What to Watch: Legal Hurdles, Possible Outcomes, and Broader Fallout

The lawsuit faces several important legal and factual hurdles:

  • Proving misuse and causation: Blue Pier must show not only that its information was misused, but that Medicus’s design, structure, or launch was substantially based on that information — not independent research or public knowledge.
  • Valuation of damages: The claimed $700 million is substantial. For a court to award such damages, Blue Pier will need to present robust evidence of lost profits, lost opportunities, or other quantifiable harm.
  • Potential for settlement: Given the reputational and financial risk, both sides may prefer settlement over protracted litigation. However if it proceeds to trial, the case could set pivotal precedent.
  • Regulation of confidentiality in finance: A ruling for Blue Pier may lead to more rigorous enforcement of NDAs and trade-secret protections in pension-plan development — possibly making large institutions more wary about viewing early-stage proposals from smaller firms.

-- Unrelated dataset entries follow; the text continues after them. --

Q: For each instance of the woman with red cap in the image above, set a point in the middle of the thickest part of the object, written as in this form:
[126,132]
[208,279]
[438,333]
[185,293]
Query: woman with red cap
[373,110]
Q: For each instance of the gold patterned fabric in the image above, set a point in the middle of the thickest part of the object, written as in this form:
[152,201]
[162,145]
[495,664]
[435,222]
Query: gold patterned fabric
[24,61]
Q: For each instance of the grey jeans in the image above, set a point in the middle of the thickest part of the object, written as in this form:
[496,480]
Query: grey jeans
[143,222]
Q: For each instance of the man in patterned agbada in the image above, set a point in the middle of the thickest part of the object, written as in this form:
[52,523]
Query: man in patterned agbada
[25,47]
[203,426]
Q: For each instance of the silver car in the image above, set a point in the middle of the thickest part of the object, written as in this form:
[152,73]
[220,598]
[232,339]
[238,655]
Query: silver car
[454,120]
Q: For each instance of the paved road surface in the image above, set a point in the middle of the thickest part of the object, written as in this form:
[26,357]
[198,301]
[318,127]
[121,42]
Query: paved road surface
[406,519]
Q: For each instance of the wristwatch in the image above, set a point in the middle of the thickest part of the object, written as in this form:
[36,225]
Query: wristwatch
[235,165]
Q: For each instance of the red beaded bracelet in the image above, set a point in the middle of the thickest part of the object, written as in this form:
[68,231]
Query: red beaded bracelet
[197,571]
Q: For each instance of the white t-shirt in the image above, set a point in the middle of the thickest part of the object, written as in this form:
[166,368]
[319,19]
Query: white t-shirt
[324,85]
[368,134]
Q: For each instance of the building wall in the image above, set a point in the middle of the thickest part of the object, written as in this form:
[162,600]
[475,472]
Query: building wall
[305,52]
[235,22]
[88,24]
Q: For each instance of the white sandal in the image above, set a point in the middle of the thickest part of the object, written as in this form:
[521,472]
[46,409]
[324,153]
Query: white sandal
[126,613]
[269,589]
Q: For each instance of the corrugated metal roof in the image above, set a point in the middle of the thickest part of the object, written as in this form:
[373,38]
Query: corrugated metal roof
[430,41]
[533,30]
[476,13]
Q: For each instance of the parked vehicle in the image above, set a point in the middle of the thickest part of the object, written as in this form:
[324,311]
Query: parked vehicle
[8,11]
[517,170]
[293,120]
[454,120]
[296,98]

Conclusion: A Landmark Case for Confidentiality, Competition — and Pension Innovation

The lawsuit filed by Blue Pier against Scotiabank over the Medicus Pension Plan is more than a spat between competitors. It raises fundamental questions about trust in confidential negotiations, the value of intellectual capital in financial services, and whether big institutions can – or should – repurpose proposals they decline under NDA.

For small firms, it is a cautionary tale: sharing proprietary plans for collaboration carries real risks. For big institutions, it’s a reminder that pitch negotiations may create binding legal obligations — even if no deal is signed.

As this case moves through Canada’s courts, its outcome could shape how innovation, competition, and confidentiality are balanced in the pension-plan and broader financial-services sector for years to come.